L'esame del liquido seminale di base  o spermiogramma è una delle procedure analitiche che meno di tutte riescono a garantire ancora oggi una certa attendibilità dei risultati, perchè risulta una delle meno standardizzabili e forse una delle più sottovalutate. La superficialità con cui viene spesso eseguito uno spermiogramma rende questa indagine, in tal modo ottenuta, di scarsa utilità diagnostica e prognostica e anzi addirittura fuorviante. Se è comprensibile il motivo per cui laboratori di analisi clinche generici non possono garantire dei risultati analitici dello spermiogramma confortati dalla forza dell'esperienza paragonabili a quelli di centri specialistici dedicati alla cura dell'infertilità maschile e di coppia, non lo è altrettanto l'improvvisazione sia nell'eseguire tale esame  che nell'interpretare il referto analitico  per mancanza di competenza specialistica. Il ricorso ad indagini più approfondite di 2° e 3° livello denota talvolta più che una padronanza della condizione clinica del paziente, una inadeguata comprensione del quadro seminale ricavabile da una corretta lettura di 2 o 3 esami seminali su campioni ottenuti osservando corrette regole per la produzione e raccolta del campione da parte del paziente.

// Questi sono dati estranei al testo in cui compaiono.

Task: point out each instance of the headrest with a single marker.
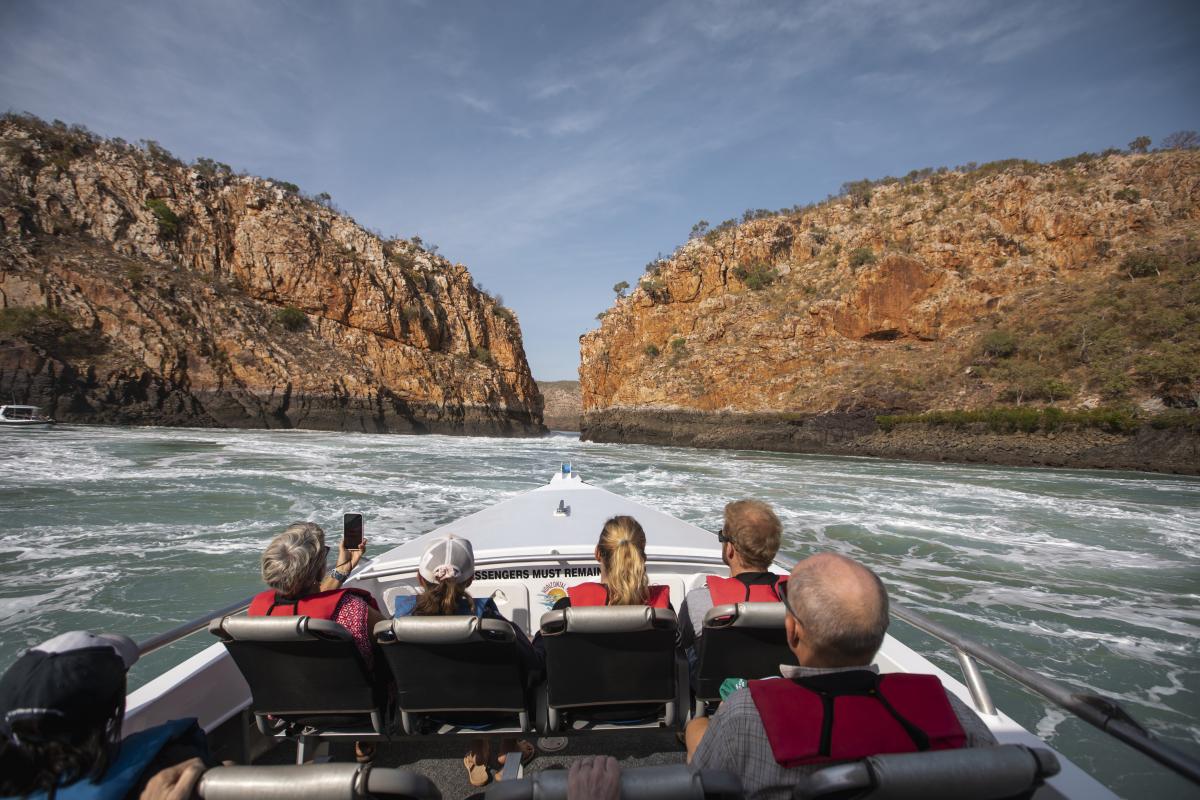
(606, 619)
(443, 630)
(745, 615)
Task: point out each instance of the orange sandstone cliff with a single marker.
(1073, 286)
(135, 288)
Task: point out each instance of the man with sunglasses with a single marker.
(835, 705)
(749, 540)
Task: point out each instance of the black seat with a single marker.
(744, 639)
(979, 773)
(611, 666)
(315, 782)
(455, 671)
(675, 782)
(306, 678)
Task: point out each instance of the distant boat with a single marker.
(23, 416)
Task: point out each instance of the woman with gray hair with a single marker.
(294, 569)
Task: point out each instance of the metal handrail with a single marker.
(1101, 711)
(189, 627)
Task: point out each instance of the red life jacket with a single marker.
(597, 594)
(731, 590)
(322, 605)
(845, 716)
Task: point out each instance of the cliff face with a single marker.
(1074, 283)
(139, 289)
(563, 404)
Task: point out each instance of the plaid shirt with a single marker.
(737, 741)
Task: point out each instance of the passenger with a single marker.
(61, 707)
(294, 569)
(623, 582)
(773, 732)
(749, 541)
(445, 571)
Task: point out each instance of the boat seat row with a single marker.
(982, 773)
(606, 667)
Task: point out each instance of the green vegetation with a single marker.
(168, 221)
(49, 330)
(861, 257)
(999, 344)
(1025, 420)
(292, 318)
(757, 275)
(1144, 264)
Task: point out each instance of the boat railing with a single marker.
(1095, 709)
(1103, 713)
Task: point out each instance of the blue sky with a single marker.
(556, 148)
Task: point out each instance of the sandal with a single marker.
(528, 752)
(475, 761)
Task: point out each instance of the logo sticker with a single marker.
(552, 593)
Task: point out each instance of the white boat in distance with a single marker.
(23, 416)
(528, 549)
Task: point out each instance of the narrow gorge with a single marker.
(138, 289)
(1011, 312)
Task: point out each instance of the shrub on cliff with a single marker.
(861, 257)
(292, 318)
(999, 344)
(1144, 264)
(168, 221)
(757, 275)
(49, 330)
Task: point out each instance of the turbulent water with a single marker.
(1090, 577)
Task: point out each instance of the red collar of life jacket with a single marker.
(850, 715)
(731, 590)
(597, 594)
(322, 605)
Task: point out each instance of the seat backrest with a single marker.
(453, 663)
(979, 773)
(587, 647)
(741, 641)
(672, 782)
(298, 665)
(315, 782)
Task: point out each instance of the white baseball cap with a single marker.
(448, 558)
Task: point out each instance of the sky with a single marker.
(556, 148)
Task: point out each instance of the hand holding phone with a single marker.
(352, 531)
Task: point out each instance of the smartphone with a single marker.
(352, 531)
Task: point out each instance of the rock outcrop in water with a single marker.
(1074, 284)
(138, 289)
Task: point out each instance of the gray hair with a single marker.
(295, 559)
(844, 623)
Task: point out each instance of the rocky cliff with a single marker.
(1074, 284)
(139, 289)
(564, 404)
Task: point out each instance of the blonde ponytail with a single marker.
(623, 553)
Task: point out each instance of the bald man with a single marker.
(774, 732)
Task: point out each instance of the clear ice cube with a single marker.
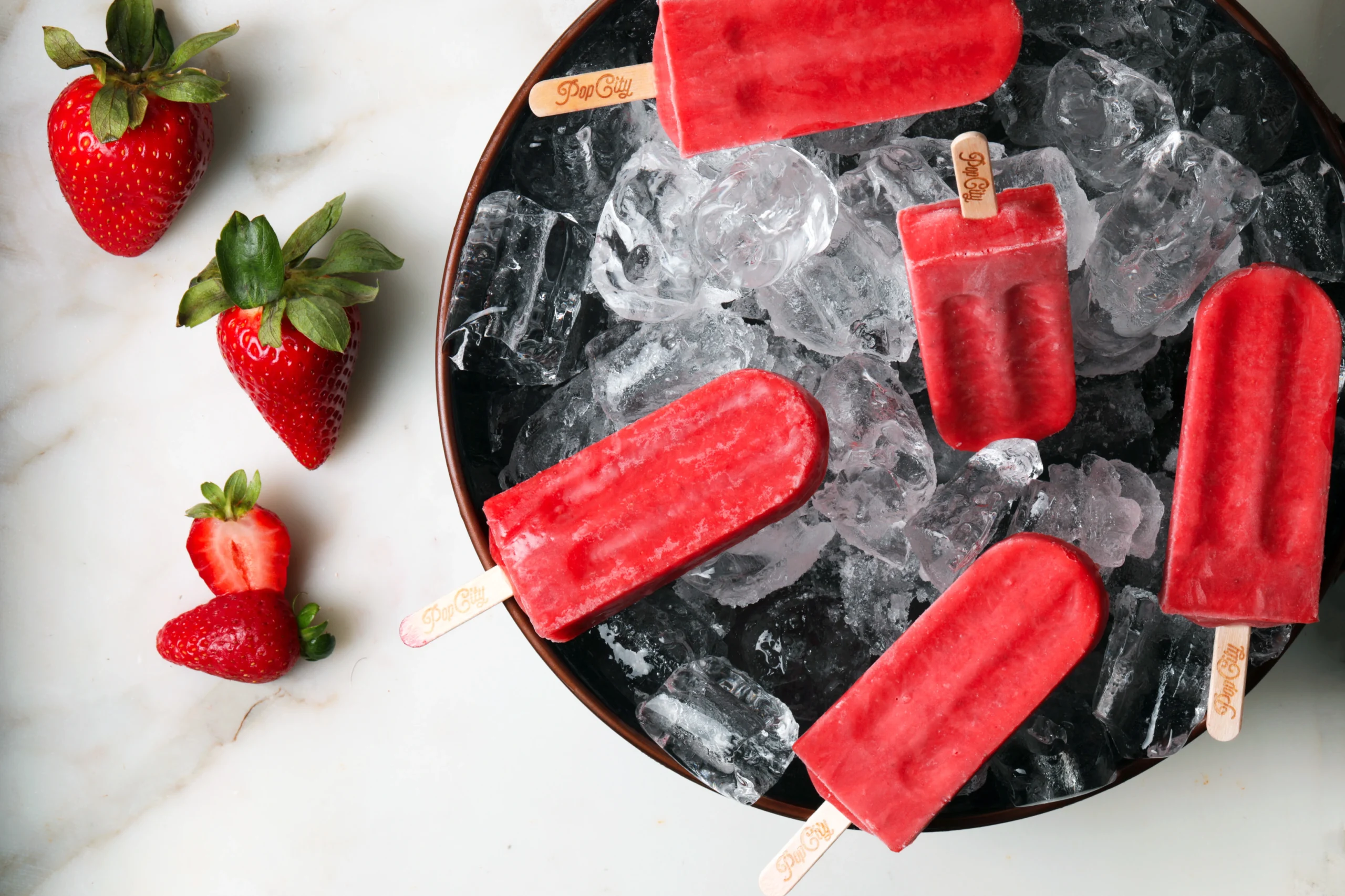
(661, 362)
(522, 305)
(723, 727)
(1301, 222)
(770, 560)
(567, 424)
(765, 213)
(882, 467)
(851, 298)
(1051, 166)
(965, 514)
(1156, 677)
(877, 597)
(1105, 115)
(1086, 506)
(570, 162)
(642, 262)
(1240, 100)
(1161, 236)
(1020, 102)
(849, 142)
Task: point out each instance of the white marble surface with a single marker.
(466, 767)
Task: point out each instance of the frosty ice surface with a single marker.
(521, 306)
(770, 210)
(965, 514)
(882, 468)
(723, 727)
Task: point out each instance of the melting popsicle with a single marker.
(731, 75)
(990, 288)
(928, 713)
(595, 533)
(1254, 463)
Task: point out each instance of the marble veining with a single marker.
(464, 767)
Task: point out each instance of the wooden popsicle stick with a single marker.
(1228, 681)
(592, 89)
(822, 829)
(976, 182)
(491, 587)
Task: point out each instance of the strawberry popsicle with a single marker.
(992, 305)
(744, 72)
(926, 716)
(1254, 462)
(595, 533)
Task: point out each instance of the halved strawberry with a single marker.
(234, 544)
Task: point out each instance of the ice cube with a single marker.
(1156, 677)
(1019, 106)
(568, 423)
(1301, 222)
(1146, 572)
(803, 367)
(849, 142)
(966, 514)
(642, 262)
(1240, 100)
(640, 646)
(522, 303)
(770, 560)
(877, 597)
(882, 467)
(770, 210)
(661, 362)
(1164, 233)
(1051, 166)
(851, 298)
(1062, 750)
(1105, 116)
(798, 643)
(1144, 34)
(888, 181)
(1086, 507)
(570, 162)
(723, 727)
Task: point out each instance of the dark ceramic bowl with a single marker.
(463, 413)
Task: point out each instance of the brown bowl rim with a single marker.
(1329, 126)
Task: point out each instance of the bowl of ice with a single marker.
(595, 276)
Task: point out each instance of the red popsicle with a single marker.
(743, 72)
(1254, 463)
(907, 736)
(992, 305)
(595, 533)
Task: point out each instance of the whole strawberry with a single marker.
(234, 544)
(248, 637)
(289, 325)
(131, 140)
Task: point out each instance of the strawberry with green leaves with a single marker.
(131, 142)
(289, 325)
(234, 544)
(253, 637)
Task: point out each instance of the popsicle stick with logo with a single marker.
(906, 738)
(728, 75)
(595, 533)
(1228, 681)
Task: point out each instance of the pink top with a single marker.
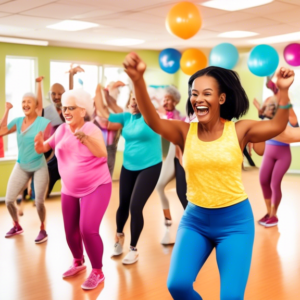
(81, 172)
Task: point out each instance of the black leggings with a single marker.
(180, 182)
(135, 189)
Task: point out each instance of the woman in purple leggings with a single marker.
(276, 162)
(86, 182)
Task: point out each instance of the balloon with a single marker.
(291, 54)
(263, 60)
(192, 60)
(169, 60)
(184, 20)
(224, 55)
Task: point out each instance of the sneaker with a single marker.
(131, 257)
(14, 231)
(263, 220)
(93, 280)
(42, 237)
(273, 221)
(118, 247)
(77, 267)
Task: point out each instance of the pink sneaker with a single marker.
(263, 220)
(93, 280)
(273, 221)
(14, 231)
(77, 267)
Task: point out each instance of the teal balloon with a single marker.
(263, 60)
(224, 55)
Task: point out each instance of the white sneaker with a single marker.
(166, 240)
(131, 257)
(118, 247)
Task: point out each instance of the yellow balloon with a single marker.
(192, 60)
(184, 20)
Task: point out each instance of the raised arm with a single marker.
(3, 123)
(256, 131)
(172, 130)
(39, 94)
(72, 72)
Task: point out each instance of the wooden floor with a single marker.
(33, 272)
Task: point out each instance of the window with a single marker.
(87, 79)
(19, 79)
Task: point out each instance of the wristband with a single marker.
(288, 106)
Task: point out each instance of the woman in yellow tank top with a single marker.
(218, 214)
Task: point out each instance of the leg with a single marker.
(143, 188)
(265, 175)
(41, 180)
(189, 255)
(166, 175)
(180, 183)
(53, 174)
(92, 209)
(127, 181)
(71, 214)
(16, 183)
(280, 168)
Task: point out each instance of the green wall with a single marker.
(252, 84)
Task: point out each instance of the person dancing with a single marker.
(29, 162)
(139, 175)
(218, 214)
(86, 182)
(171, 167)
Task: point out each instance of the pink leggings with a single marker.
(82, 218)
(276, 162)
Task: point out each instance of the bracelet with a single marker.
(285, 106)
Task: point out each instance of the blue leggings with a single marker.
(231, 231)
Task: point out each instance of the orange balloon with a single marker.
(184, 20)
(192, 60)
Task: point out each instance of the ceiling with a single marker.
(140, 19)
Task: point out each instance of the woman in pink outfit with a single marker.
(86, 182)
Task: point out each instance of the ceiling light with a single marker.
(290, 37)
(232, 5)
(237, 34)
(72, 25)
(124, 42)
(23, 41)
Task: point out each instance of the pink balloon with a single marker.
(291, 54)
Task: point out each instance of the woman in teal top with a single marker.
(29, 162)
(140, 172)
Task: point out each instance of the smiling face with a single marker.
(206, 98)
(169, 103)
(133, 107)
(28, 105)
(73, 114)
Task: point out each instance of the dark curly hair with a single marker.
(237, 102)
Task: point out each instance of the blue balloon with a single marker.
(224, 55)
(263, 60)
(169, 60)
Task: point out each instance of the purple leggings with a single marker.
(276, 162)
(82, 220)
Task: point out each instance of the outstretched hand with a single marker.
(285, 78)
(75, 70)
(8, 105)
(134, 66)
(39, 79)
(39, 142)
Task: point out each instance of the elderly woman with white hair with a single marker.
(29, 162)
(171, 167)
(86, 183)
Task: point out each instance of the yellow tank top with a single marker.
(214, 169)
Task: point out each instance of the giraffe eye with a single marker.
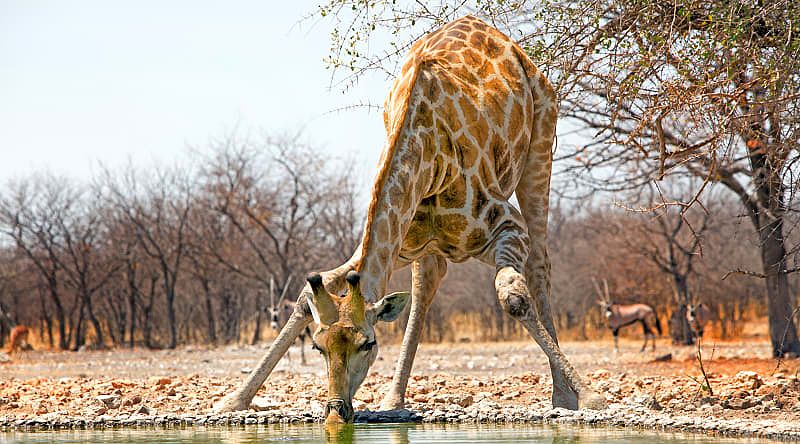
(368, 345)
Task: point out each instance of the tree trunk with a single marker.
(684, 334)
(782, 331)
(211, 324)
(133, 291)
(173, 332)
(98, 330)
(63, 338)
(79, 329)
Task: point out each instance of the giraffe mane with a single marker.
(383, 173)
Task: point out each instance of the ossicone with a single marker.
(353, 278)
(315, 280)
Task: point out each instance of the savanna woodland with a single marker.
(675, 182)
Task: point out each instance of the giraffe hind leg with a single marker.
(507, 253)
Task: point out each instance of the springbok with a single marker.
(18, 339)
(698, 316)
(279, 313)
(622, 315)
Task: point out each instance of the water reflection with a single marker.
(370, 433)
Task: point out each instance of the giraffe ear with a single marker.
(390, 306)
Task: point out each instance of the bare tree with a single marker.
(159, 213)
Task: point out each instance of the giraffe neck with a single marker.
(394, 202)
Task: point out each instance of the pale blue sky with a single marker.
(91, 81)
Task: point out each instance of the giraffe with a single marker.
(470, 121)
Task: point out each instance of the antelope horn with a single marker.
(285, 290)
(272, 293)
(322, 303)
(357, 304)
(597, 289)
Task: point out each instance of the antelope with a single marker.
(18, 339)
(622, 315)
(698, 316)
(280, 312)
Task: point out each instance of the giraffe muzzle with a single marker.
(338, 411)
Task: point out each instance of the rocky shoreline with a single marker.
(742, 397)
(627, 415)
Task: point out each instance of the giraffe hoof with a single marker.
(592, 401)
(392, 403)
(565, 398)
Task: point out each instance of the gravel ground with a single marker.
(490, 383)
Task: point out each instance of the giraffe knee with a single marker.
(513, 293)
(515, 305)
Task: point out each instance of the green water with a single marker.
(368, 433)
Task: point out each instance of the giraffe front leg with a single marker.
(509, 253)
(298, 322)
(426, 274)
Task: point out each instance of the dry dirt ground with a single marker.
(745, 382)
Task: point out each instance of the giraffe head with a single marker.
(345, 336)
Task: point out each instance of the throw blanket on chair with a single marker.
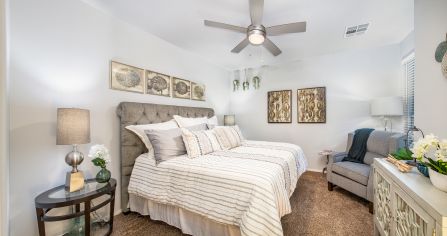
(358, 148)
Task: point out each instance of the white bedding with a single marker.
(248, 186)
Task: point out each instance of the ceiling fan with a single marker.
(256, 32)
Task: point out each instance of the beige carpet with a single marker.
(315, 211)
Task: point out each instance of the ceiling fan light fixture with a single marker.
(256, 38)
(256, 34)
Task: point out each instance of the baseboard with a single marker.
(117, 212)
(314, 170)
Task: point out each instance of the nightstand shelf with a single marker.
(58, 197)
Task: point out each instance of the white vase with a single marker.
(438, 180)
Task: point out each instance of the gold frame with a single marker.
(173, 79)
(290, 112)
(204, 91)
(169, 83)
(118, 89)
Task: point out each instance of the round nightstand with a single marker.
(59, 197)
(326, 153)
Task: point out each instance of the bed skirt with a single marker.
(188, 222)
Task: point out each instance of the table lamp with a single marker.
(387, 107)
(229, 120)
(73, 128)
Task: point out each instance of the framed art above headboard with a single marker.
(131, 113)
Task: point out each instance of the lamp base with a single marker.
(74, 181)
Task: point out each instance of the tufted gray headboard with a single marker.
(131, 113)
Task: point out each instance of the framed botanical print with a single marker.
(279, 106)
(312, 105)
(197, 91)
(158, 84)
(181, 88)
(126, 78)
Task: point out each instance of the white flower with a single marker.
(430, 147)
(99, 151)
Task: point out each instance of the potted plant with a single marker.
(433, 153)
(100, 157)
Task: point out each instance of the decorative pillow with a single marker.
(168, 144)
(199, 143)
(228, 136)
(184, 122)
(212, 121)
(139, 130)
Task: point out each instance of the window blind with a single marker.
(409, 69)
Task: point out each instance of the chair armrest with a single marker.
(333, 158)
(337, 157)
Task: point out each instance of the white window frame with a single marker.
(409, 67)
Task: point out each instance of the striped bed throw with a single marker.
(248, 186)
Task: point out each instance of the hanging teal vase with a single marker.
(103, 176)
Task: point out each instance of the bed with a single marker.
(241, 191)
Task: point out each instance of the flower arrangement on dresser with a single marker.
(432, 153)
(100, 157)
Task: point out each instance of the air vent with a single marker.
(356, 30)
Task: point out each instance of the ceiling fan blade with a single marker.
(225, 26)
(271, 47)
(256, 11)
(296, 27)
(240, 46)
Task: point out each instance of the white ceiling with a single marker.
(181, 23)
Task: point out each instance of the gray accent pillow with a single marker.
(168, 144)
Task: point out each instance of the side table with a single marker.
(326, 153)
(59, 197)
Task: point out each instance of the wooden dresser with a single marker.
(407, 203)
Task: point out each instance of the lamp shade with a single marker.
(73, 126)
(229, 120)
(387, 106)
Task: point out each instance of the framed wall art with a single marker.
(181, 88)
(279, 106)
(312, 105)
(197, 91)
(158, 84)
(126, 78)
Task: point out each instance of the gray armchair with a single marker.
(357, 177)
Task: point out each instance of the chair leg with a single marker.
(330, 186)
(371, 207)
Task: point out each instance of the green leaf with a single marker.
(403, 154)
(438, 166)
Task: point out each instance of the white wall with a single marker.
(407, 45)
(431, 86)
(351, 79)
(4, 127)
(60, 53)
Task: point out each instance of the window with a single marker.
(409, 76)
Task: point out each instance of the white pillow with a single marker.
(228, 136)
(184, 122)
(139, 130)
(200, 143)
(212, 121)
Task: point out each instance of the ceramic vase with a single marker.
(103, 176)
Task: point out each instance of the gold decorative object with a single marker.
(312, 105)
(126, 78)
(279, 106)
(181, 88)
(73, 128)
(229, 120)
(400, 165)
(158, 84)
(197, 91)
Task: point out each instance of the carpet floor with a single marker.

La richiesta di indagini per l'infertilità maschile e della possibilità di preservare la fertilità nel tempo è aumentata esponenzialmente negli ultimi anni e quindi di conseguenza anche l'esigenza di fornire risposte sempre più valide per essere all'altezza delle aspettative di pazienti infertili o affetti da gravi patologie compromettenti per via diretta o indiretta la fertilità. Ma fino a quando, con l'avanzare di nuove tecniche di bioingenieria, l'interesse sarà ancora incentrato per la parte maschile sulla potenzialità dello spermatozoo e quanto ancora si deciderà di fare sul fronte diagnostico ?
Dedicandomi da molti anni alle indagini sul liquido seminale e alle sue applicazioni in riproduzione assistita, è normale che mi ponga questi interrogativi come penso facciano tutte quelle figure professionali che come me lavorano in centri per la cura dell'infertilità di coppia e con cui spero di condividere opinioni a riguardo.